Her demokraside olduğu gibi Türkiye'de de iktidarda kim olursa olsun ona muhalefet edilmelidir. Muhalefet olmadan demokrasi olmaz. Bu, demokrasinin bir numaralı gerçeğidir, amentüsüdür. Türkiye'de sorun, muhaliflerin, demokrasiye inancı ve bağlılığı olmadığı, bilakis onu yıkmak için örgütlendiği konusunda vaktiyle bir sürü suçlamalarda bulundukları bir yapı üzerinden, ona sığınarak muhalefet yapmalarıdır. Bugün muhalif siyasal partiler de dahil tüm muhalefet ancak Cemaate yaslanarak muhalefet yapabilmektedir. Cemaat, Türkiye'de tek muhalefet odağı haline gelmiştir.

Bu odağın elindeki tek koz, yolsuzluk, rüşvet ve iltimastır. Muhalif koalisyonun medyada, meydanlarda, hemen her platformda iktidar aleyhinde kullandığı biricik araç olan 17-25 Aralık operasyonunun, o operasyonu yürüten Cemaat maşası emniyet ve yargı unsurlarından daha adil daha tarafsız emniyet ve yargı mensuplarınca kanıtlandığı üzere barındırdığı çok sayıda şaibe ve manipülasyonla ciddiyet ve inandırıcılığı kalmamış, o nedenle de takipsizlik kararı verilmiştir. Bu alabildiğine kirli operasyon bugün sadece muhaliflerin kendilerini avutmaya, belli bir toplum kesimini de yaratılmış olan yolsuzluk-hırsızlık algısıyla ajite etmeye yaramaktadır. Bir süre sonra bu rolünü de yerine getiremeyecektir.

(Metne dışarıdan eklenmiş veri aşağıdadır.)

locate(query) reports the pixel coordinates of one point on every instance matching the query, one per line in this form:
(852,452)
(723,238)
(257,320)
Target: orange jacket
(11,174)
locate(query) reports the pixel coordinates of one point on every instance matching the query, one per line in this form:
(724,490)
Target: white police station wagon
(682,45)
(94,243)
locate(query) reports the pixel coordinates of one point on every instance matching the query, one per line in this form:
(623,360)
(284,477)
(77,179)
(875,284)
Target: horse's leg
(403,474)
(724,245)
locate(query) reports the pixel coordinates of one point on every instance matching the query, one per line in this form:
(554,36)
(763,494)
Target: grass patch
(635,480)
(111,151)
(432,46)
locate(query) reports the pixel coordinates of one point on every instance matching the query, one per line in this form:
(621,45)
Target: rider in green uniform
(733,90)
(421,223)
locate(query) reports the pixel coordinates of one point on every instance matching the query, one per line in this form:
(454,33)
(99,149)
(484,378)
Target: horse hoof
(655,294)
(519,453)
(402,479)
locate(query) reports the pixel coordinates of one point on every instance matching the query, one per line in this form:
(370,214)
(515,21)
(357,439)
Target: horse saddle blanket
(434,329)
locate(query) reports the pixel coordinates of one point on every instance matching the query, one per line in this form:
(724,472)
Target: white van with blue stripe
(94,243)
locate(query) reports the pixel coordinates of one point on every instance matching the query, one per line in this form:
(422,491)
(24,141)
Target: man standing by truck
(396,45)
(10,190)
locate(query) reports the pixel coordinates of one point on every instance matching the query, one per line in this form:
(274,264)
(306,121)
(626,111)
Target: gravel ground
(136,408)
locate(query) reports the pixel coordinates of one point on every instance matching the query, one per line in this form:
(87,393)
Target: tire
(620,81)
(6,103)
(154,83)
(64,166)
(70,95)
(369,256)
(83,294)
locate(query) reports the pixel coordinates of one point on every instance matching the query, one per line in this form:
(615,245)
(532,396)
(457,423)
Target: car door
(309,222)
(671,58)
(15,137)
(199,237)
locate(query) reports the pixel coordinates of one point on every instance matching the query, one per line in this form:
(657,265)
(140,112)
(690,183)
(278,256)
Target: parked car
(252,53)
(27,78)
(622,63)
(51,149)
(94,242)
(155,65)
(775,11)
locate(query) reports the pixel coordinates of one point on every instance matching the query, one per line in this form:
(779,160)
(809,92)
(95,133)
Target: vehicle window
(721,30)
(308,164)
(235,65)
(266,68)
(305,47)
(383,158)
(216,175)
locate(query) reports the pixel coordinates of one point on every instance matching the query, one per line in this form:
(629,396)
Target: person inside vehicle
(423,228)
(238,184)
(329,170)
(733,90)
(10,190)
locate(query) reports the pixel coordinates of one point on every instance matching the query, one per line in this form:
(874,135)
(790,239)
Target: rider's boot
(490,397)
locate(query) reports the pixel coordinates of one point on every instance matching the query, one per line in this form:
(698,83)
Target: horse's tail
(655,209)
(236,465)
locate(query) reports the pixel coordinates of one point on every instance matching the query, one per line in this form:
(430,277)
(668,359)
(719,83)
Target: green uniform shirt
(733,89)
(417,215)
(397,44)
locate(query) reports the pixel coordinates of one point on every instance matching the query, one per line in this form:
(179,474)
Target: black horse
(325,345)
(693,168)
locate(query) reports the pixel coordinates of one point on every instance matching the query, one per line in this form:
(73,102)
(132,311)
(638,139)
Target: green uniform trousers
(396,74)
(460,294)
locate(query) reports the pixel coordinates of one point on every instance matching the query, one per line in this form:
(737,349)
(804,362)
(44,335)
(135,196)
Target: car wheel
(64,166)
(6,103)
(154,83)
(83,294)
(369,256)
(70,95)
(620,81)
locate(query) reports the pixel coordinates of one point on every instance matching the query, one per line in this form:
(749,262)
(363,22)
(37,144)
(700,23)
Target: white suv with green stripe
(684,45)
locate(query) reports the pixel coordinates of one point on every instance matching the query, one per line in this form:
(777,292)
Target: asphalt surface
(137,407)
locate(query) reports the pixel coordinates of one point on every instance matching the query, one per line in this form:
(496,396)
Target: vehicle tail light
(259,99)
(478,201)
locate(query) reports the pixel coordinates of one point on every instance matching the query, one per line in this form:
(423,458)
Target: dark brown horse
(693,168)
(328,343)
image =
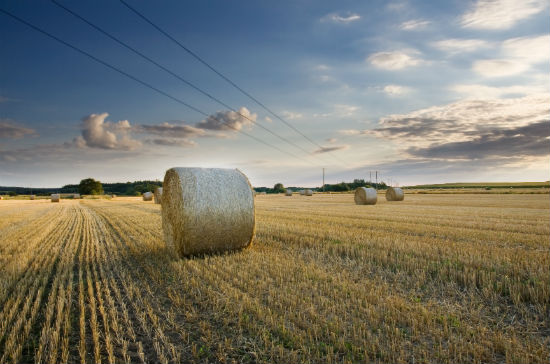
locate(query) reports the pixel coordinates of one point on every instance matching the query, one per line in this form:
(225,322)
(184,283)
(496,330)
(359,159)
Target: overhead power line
(116,69)
(232,83)
(172,73)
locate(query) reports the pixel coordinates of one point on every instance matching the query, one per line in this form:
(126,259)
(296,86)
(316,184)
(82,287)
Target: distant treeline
(120,188)
(338,187)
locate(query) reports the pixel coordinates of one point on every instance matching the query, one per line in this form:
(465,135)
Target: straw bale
(206,210)
(158,195)
(365,196)
(395,194)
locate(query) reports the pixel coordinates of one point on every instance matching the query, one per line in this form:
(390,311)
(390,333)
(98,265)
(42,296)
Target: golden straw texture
(207,210)
(158,195)
(365,196)
(148,196)
(395,194)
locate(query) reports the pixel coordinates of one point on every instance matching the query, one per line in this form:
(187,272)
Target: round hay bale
(365,196)
(206,210)
(395,194)
(158,195)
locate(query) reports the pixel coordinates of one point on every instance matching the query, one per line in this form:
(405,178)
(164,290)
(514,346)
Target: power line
(114,68)
(197,57)
(188,83)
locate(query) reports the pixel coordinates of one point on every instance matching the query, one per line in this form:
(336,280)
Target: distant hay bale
(158,195)
(395,194)
(206,210)
(365,196)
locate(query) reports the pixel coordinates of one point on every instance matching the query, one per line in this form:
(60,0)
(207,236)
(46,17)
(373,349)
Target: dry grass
(435,278)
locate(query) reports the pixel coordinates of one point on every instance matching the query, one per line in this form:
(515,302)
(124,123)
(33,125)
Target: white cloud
(531,50)
(394,60)
(414,24)
(499,67)
(291,115)
(228,120)
(473,91)
(97,133)
(500,14)
(454,46)
(396,90)
(343,19)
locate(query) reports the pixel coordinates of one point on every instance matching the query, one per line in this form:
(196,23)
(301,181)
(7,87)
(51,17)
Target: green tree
(90,186)
(278,188)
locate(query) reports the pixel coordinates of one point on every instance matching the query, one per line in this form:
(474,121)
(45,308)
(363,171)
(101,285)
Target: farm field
(435,278)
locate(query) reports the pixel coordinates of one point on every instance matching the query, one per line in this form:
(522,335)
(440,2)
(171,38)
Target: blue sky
(423,92)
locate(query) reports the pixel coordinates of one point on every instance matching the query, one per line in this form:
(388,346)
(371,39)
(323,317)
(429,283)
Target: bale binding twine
(365,196)
(158,195)
(395,194)
(206,210)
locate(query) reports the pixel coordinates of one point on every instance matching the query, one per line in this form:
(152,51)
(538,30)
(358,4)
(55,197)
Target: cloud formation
(228,120)
(330,149)
(471,129)
(396,90)
(394,60)
(455,46)
(98,133)
(500,14)
(414,24)
(342,19)
(9,129)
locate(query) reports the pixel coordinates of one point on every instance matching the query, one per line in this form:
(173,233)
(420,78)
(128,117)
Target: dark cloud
(529,140)
(9,129)
(330,149)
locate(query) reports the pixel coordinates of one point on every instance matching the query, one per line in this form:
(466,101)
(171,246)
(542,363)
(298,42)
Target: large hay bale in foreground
(207,210)
(395,194)
(365,196)
(158,195)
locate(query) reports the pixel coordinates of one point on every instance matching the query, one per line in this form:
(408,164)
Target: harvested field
(435,278)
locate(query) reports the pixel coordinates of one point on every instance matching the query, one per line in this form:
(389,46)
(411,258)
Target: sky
(420,91)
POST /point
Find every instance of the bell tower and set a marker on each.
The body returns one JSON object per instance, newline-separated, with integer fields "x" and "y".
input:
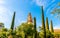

Türkiye'de AK Parti karşısındaki siyasal muhalefet tek bir defa bile inandırıcılık yaratamadı. Ortaya koydukları vizyon ve projelerle, yapılanı karalamanın ötesinde "biz daha iyisini yaparız" iddialarıyla iktidar alternatifi olabileceklerine dair bu topluma bir kerecik bile ümit veremedi. Bu yüzden de Cemaat gibi hasis çıkarları uğruna memleketi ateşe atmaktan, Türkiye düşmanlarıyla işbirliği yapmaktan çekinmeyen bir yapının gölgesinde muhalefet yapma zavallılığına kadar düştü.